在 2024/12/5 23:04, Lorenzo Stoakes 写道:
+ Matthew for large folio aspect
On Thu, Dec 05, 2024 at 10:30:38PM +0800, Jinjiang Tu wrote:
During our tests in containers, there is a read-only file (i.e., shared
libraies) in the overlayfs filesystem, and the underlying filesystem is
ext4, which supports large folio. We mmap the file with PROT_READ prot,
and then call madvise(MADV_COLLAPSE) for it. However, the madvise call
fails and returns EINVAL.
The reason is that the mapping address isn't aligned to PMD size. Since
overlayfs doesn't support large folio, __get_unmapped_area() doesn't call
thp_get_unmapped_area() to get a THP aligned address.
To fix it, call get_unmapped_area() with the realfile.

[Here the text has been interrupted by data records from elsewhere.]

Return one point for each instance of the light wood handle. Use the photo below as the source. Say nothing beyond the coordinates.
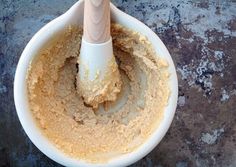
(97, 21)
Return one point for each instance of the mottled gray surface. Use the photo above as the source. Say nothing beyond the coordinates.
(201, 37)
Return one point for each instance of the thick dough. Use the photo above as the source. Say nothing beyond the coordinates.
(114, 128)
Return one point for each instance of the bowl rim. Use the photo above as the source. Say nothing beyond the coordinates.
(32, 130)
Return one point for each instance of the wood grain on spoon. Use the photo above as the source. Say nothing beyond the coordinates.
(97, 21)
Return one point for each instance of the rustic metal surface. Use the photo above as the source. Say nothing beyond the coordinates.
(201, 37)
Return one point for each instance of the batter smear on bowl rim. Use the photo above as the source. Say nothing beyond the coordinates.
(113, 128)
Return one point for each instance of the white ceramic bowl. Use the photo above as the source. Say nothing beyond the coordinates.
(74, 16)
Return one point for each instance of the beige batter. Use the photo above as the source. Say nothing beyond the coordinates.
(96, 135)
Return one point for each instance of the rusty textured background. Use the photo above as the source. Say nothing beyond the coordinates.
(201, 37)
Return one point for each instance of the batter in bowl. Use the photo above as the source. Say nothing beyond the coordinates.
(114, 128)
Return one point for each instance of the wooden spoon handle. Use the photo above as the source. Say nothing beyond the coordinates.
(97, 21)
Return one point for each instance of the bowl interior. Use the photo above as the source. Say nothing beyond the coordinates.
(75, 17)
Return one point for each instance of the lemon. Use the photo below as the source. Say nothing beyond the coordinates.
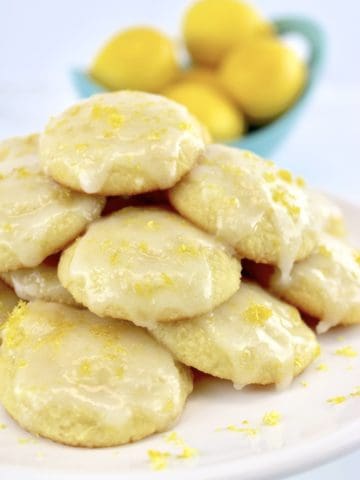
(212, 27)
(210, 107)
(202, 75)
(264, 77)
(139, 58)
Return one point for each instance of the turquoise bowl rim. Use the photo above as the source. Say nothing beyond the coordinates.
(277, 129)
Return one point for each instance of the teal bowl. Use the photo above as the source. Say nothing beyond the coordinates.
(263, 140)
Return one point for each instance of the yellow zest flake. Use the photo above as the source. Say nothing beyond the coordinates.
(157, 134)
(110, 114)
(185, 248)
(7, 227)
(158, 460)
(167, 280)
(269, 177)
(14, 334)
(115, 257)
(25, 441)
(22, 172)
(336, 400)
(283, 198)
(187, 451)
(300, 182)
(298, 362)
(152, 225)
(85, 368)
(73, 111)
(251, 432)
(234, 170)
(355, 392)
(184, 126)
(270, 419)
(144, 288)
(346, 352)
(257, 314)
(81, 147)
(285, 175)
(115, 120)
(232, 201)
(324, 251)
(169, 406)
(322, 367)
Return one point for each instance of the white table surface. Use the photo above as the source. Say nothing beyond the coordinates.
(41, 40)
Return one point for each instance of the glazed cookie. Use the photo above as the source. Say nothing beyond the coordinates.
(81, 380)
(325, 285)
(253, 338)
(328, 215)
(8, 300)
(38, 283)
(262, 211)
(37, 216)
(121, 143)
(148, 265)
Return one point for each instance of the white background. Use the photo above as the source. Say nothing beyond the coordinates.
(40, 41)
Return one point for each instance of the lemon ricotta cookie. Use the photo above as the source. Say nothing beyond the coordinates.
(262, 211)
(37, 215)
(8, 300)
(38, 283)
(147, 265)
(328, 214)
(121, 143)
(81, 380)
(326, 285)
(252, 338)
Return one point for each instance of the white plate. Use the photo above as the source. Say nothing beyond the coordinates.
(312, 431)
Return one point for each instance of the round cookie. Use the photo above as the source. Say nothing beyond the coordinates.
(38, 283)
(121, 143)
(147, 265)
(81, 380)
(328, 215)
(262, 211)
(8, 300)
(37, 216)
(326, 285)
(253, 338)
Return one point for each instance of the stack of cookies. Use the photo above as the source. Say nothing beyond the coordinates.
(123, 232)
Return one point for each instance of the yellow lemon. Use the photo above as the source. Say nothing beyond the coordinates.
(139, 58)
(212, 27)
(202, 75)
(213, 109)
(264, 77)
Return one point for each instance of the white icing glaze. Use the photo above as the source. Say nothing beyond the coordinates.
(79, 379)
(38, 283)
(231, 191)
(151, 138)
(251, 338)
(32, 206)
(329, 279)
(8, 300)
(148, 264)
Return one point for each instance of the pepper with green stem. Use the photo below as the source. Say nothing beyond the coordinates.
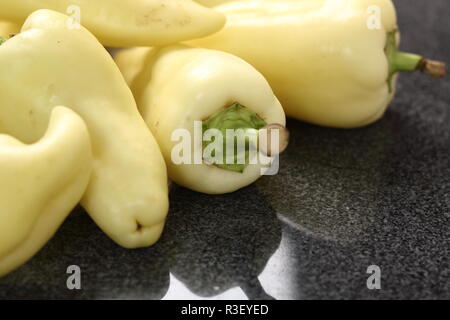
(177, 86)
(331, 63)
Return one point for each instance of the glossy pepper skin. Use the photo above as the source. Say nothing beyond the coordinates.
(7, 29)
(40, 185)
(177, 85)
(323, 60)
(120, 23)
(48, 64)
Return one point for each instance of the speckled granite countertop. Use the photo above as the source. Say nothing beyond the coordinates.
(342, 201)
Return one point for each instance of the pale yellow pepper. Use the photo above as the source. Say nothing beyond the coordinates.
(40, 185)
(48, 64)
(330, 62)
(7, 29)
(212, 3)
(178, 85)
(127, 23)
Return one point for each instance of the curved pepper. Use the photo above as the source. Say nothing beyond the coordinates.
(127, 23)
(48, 64)
(40, 185)
(331, 63)
(178, 85)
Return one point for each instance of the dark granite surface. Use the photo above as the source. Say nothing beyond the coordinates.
(342, 201)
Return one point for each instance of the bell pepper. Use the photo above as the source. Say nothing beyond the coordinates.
(40, 185)
(7, 29)
(122, 23)
(178, 85)
(48, 64)
(331, 63)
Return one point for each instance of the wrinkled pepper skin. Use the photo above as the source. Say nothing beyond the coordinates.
(120, 23)
(48, 64)
(40, 185)
(177, 85)
(324, 63)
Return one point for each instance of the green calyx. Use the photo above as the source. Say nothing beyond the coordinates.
(402, 61)
(399, 61)
(234, 117)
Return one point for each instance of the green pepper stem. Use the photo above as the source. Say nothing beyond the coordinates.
(408, 62)
(248, 127)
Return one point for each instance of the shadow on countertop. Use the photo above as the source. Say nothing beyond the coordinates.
(211, 244)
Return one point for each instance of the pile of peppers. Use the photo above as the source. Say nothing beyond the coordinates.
(78, 126)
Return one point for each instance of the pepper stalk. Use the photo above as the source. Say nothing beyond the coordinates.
(249, 126)
(409, 62)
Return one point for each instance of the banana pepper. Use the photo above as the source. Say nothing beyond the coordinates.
(48, 64)
(330, 62)
(178, 85)
(127, 23)
(40, 185)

Isn't the correct solution to get overlayfs to support large folios?
Besides, since overlayfs may be built with CONFIG_OVERLAY_FS=m, we should
export get_unmapped_area().
Yeah, not in favour of this at all. This is an internal implementation
detail. It seems like you're trying to hack your way into avoiding
providing support for large folios and to hand it off to the underlying
file system.
Again, why don't you just support large folios in overlayfs?

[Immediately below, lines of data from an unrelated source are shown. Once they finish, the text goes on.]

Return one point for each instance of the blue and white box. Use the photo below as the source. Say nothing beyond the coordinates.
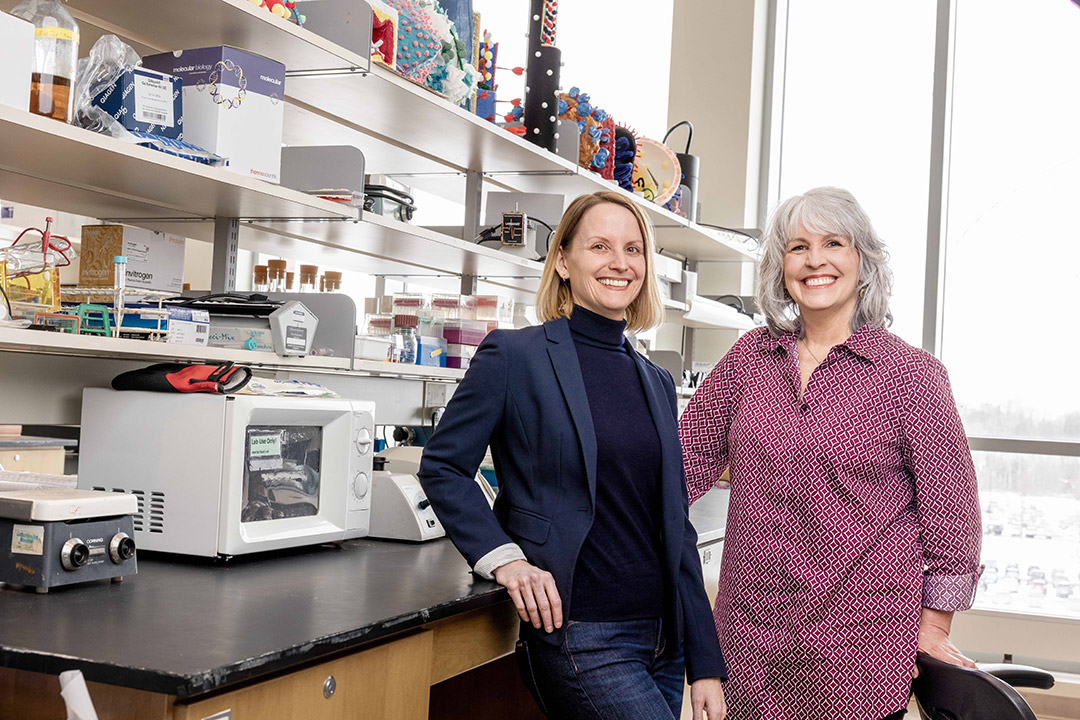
(233, 105)
(145, 100)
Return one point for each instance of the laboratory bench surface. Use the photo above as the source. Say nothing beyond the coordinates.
(187, 628)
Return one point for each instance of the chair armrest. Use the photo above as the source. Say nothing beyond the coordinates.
(1020, 676)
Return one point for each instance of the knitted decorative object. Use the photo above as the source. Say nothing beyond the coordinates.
(607, 150)
(548, 22)
(417, 43)
(595, 149)
(625, 150)
(485, 91)
(385, 22)
(450, 72)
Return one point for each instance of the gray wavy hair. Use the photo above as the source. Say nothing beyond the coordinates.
(824, 211)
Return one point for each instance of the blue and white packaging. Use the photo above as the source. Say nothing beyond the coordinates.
(145, 100)
(233, 105)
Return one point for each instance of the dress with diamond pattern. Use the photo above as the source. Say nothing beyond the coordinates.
(851, 508)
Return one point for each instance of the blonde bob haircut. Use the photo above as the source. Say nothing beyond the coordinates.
(554, 298)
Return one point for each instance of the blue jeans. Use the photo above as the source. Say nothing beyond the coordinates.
(620, 670)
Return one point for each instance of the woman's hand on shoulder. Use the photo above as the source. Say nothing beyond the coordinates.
(706, 697)
(534, 594)
(934, 627)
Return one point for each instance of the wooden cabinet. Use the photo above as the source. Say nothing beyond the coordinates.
(386, 682)
(390, 680)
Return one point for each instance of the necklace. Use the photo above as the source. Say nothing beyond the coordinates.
(807, 345)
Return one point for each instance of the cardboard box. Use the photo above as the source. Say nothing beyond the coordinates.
(233, 105)
(145, 100)
(154, 260)
(16, 58)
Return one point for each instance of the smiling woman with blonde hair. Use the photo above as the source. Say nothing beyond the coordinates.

Literally no other file system or driver appears to make use of this
directly in this manner.
And there's absolutely no way this should be exported non-GPL as if it were
unavoidable core functionality that everyone needs. Only you seem to...

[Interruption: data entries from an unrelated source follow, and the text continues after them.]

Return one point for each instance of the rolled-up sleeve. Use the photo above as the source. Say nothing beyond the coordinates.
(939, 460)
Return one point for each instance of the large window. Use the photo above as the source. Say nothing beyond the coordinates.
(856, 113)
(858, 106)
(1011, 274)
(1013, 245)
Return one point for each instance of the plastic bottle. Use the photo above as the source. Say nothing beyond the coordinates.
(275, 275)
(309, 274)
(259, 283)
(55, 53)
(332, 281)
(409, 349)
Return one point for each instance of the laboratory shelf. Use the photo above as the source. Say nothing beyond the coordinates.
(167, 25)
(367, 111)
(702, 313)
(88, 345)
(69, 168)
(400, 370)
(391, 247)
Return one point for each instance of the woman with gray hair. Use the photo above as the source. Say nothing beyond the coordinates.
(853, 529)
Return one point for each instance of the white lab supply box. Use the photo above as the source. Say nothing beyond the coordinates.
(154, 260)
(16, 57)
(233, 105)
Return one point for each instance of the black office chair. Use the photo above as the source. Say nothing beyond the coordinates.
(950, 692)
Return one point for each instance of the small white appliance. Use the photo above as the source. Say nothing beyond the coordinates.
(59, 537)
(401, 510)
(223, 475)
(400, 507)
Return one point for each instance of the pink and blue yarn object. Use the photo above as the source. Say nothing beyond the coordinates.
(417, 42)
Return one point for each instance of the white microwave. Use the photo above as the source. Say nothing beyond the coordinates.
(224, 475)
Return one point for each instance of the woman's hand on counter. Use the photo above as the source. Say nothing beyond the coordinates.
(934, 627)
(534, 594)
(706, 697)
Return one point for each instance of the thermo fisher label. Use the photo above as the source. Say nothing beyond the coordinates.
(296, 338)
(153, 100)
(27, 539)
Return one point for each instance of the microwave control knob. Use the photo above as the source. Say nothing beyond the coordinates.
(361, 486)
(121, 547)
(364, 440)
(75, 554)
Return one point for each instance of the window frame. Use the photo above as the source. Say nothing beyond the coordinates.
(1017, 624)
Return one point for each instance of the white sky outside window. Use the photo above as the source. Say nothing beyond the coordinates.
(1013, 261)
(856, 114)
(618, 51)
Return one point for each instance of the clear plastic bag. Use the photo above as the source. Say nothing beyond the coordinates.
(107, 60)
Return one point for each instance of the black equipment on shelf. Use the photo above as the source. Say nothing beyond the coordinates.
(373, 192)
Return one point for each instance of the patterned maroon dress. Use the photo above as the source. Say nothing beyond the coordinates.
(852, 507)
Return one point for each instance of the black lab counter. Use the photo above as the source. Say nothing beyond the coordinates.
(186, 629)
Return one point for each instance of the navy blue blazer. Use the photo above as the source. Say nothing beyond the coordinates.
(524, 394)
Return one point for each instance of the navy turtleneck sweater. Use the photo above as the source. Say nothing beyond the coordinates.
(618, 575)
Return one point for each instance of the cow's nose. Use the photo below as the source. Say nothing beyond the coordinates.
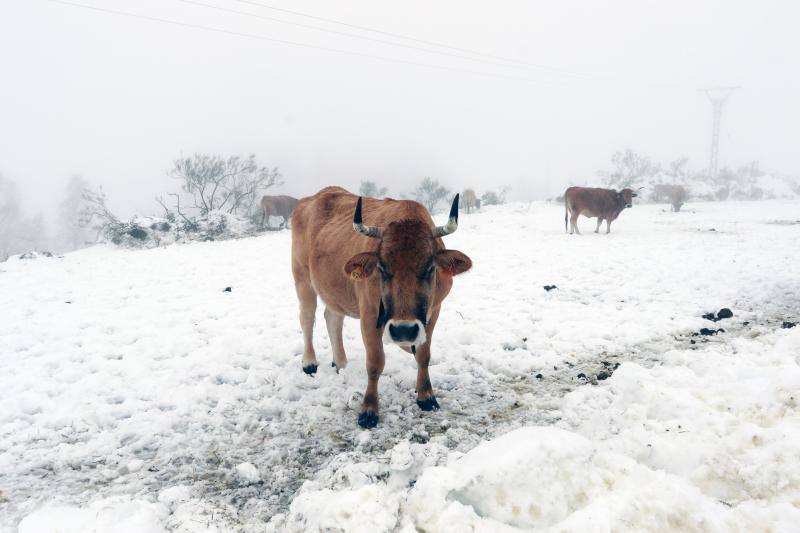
(404, 331)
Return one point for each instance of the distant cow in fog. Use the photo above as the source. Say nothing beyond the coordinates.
(676, 195)
(605, 204)
(277, 206)
(469, 201)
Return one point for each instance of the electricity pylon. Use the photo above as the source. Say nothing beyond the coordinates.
(717, 96)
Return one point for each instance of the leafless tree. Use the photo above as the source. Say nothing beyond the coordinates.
(95, 213)
(71, 233)
(628, 168)
(430, 192)
(233, 185)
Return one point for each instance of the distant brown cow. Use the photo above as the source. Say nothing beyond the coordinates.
(336, 256)
(605, 204)
(469, 201)
(676, 195)
(277, 206)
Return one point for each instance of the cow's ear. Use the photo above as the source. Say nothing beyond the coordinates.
(452, 262)
(361, 266)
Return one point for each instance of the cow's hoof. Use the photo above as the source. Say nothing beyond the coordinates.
(428, 404)
(367, 419)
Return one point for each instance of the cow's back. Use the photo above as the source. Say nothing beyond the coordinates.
(590, 201)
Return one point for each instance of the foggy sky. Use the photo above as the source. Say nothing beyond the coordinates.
(116, 99)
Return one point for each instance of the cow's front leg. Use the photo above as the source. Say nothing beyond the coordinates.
(425, 398)
(368, 417)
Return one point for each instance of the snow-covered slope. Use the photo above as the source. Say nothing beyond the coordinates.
(137, 395)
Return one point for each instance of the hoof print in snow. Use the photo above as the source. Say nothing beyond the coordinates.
(719, 315)
(429, 404)
(367, 419)
(724, 313)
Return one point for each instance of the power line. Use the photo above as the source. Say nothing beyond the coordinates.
(540, 83)
(413, 39)
(353, 35)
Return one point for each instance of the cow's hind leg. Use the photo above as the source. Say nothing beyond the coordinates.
(335, 323)
(425, 398)
(307, 298)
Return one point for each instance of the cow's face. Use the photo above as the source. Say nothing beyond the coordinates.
(626, 197)
(409, 263)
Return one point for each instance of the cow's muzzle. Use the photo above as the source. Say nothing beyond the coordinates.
(406, 333)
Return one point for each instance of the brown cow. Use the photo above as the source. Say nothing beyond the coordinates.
(676, 195)
(605, 204)
(401, 304)
(469, 201)
(277, 206)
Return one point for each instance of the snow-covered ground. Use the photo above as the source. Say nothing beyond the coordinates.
(137, 395)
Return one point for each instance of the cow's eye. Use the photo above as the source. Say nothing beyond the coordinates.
(384, 275)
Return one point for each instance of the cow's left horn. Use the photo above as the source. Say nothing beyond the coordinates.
(369, 231)
(452, 221)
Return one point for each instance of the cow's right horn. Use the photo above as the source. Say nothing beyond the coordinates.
(369, 231)
(452, 221)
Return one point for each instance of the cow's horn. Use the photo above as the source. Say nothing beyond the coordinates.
(369, 231)
(452, 221)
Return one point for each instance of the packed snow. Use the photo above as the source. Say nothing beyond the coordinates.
(137, 394)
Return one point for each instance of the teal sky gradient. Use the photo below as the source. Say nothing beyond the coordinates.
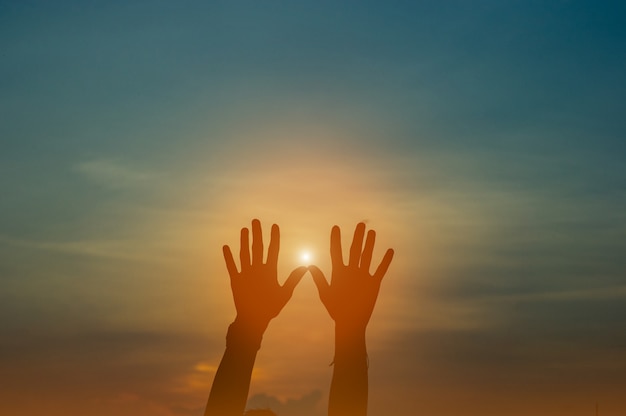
(485, 141)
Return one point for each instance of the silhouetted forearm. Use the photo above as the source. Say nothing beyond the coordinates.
(348, 389)
(232, 381)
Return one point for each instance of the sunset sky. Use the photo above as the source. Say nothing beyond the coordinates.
(485, 141)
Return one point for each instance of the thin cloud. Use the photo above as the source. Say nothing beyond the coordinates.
(113, 174)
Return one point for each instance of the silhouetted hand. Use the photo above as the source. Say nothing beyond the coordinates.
(257, 294)
(258, 298)
(351, 295)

Signed-off-by: Jinjiang Tu <tujinjiang@xxxxxxxxxx>
---
fs/overlayfs/file.c | 20 ++++++++++++++++++++
mm/mmap.c | 1 +
2 files changed, 21 insertions(+)
diff --git a/fs/overlayfs/file.c b/fs/overlayfs/file.c
index 969b458100fe..d0dcf675ebe8 100644
--- a/fs/overlayfs/file.c
+++ b/fs/overlayfs/file.c
@@ -653,6 +653,25 @@ static int ovl_flush(struct file *file, fl_owner_t id)
return err;
}
+static unsigned long ovl_get_unmapped_area(struct file *file,
+ unsigned long addr, unsigned long len, unsigned long pgoff,
+ unsigned long flags)
+{
+ struct file *realfile;
+ const struct cred *old_cred;
+ unsigned long ret;
+
+ realfile = ovl_real_file(file);
+ if (IS_ERR(realfile))
+ return PTR_ERR(realfile);
+
+ old_cred = ovl_override_creds(file_inode(file)->i_sb);
+ ret = get_unmapped_area(realfile, addr, len, pgoff, flags);
+ ovl_revert_creds(old_cred);
Why are you overriding credentials, then reinstating them here? That
seems... iffy? I knew nothing about overlayfs so this may just be a
misunderstanding...
I refer to other file operations in overlayfs (i.e., ovl_fallocate, backing_file_mmap).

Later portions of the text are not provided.